The agent also tracks prompt prefix reuse across steps. When consecutive prompts share a common prefix (e.g., system prompt + prior context), the prefix hit/miss ratio is logged for observability. Full KV-state reuse is scaffolded for a future release.

Since v1.8.0, the prefill attention mask correctly accounts for forced cache padding on models that lack a use_cache branch toggle (#136).

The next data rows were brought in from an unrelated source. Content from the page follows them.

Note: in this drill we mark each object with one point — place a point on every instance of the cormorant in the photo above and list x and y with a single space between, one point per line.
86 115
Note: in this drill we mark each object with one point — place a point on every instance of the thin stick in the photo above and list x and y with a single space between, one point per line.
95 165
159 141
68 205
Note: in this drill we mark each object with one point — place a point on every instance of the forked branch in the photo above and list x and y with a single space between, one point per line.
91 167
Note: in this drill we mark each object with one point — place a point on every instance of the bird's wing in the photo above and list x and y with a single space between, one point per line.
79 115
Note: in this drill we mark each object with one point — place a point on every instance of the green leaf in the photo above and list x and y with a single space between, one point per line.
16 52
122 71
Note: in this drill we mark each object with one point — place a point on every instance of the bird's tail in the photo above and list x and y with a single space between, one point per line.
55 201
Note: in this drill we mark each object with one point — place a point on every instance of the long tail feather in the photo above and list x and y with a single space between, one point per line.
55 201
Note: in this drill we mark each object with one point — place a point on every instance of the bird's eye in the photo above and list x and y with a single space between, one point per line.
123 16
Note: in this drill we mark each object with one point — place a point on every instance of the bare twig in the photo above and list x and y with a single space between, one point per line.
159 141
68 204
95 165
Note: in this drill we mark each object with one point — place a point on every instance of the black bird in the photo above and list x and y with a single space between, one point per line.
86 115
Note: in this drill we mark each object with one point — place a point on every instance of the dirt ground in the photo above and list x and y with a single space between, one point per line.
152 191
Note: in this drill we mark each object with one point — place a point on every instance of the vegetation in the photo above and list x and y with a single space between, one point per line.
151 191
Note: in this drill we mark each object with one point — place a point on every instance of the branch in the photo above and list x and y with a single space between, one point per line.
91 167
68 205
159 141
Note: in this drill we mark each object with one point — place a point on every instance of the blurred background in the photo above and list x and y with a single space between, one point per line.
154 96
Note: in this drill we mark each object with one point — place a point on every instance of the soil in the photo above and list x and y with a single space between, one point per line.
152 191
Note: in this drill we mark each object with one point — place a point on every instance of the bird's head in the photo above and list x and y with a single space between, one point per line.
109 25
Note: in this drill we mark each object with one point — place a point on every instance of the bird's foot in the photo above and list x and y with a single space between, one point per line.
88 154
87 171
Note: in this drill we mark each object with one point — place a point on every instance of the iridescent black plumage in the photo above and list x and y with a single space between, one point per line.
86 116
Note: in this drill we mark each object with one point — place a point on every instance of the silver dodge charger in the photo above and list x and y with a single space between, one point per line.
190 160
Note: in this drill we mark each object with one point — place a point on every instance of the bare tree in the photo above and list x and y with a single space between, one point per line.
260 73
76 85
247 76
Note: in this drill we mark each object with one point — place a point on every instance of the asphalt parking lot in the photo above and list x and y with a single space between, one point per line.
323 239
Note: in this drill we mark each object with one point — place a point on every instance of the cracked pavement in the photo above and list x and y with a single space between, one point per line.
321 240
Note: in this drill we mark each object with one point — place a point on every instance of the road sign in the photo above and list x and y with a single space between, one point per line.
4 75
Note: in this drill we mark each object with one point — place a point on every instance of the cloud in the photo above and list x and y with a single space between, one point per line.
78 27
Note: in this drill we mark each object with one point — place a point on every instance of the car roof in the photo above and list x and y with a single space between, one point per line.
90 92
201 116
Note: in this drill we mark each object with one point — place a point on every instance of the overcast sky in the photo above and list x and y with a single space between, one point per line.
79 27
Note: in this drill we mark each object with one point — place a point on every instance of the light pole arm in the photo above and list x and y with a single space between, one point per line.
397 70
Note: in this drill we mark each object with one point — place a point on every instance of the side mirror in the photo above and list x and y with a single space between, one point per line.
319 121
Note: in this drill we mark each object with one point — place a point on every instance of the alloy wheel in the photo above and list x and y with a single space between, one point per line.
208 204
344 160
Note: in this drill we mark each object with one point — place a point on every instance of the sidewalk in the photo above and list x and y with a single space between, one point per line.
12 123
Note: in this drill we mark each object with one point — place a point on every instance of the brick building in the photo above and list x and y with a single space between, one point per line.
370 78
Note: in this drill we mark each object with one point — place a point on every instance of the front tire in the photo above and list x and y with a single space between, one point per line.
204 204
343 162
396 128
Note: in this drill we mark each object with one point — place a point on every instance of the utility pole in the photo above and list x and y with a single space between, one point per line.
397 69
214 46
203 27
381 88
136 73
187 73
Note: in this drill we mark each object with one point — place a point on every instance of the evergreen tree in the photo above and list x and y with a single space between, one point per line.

Previously, models like Qwen2.5 and Llama 3.2 could crash with a shape broadcast error during prefill because the attention mask length did not include the initial cache dimension.

Also since v1.8.0, execution provider reporting now detects DirectML and CUDA backend overrides (#142), so model_capability.execution_provider in JSON output accurately reflects the active backend instead of always showing CPUExecutionProvider.

Temperature controls affect live inference behavior:

  • --temperature 0 (or omit): greedy decoding — fastest, fully deterministic output.
  • --temperature 0.10.3: low-entropy sampling — slight variation while staying focused.
  • --temperature 0.5+: higher-entropy sampling — more creative but less predictable.

For incident response triage, 0 or 0.1 is recommended to keep findings deterministic and reproducible.

7. Operator Recording Guidance

When fallback is triggered during an active case:

  • keep the run output with live_fallback_decision,
  • preserve evidence bundle artifacts,
  • record whether fallback affected analyst confidence or timeline.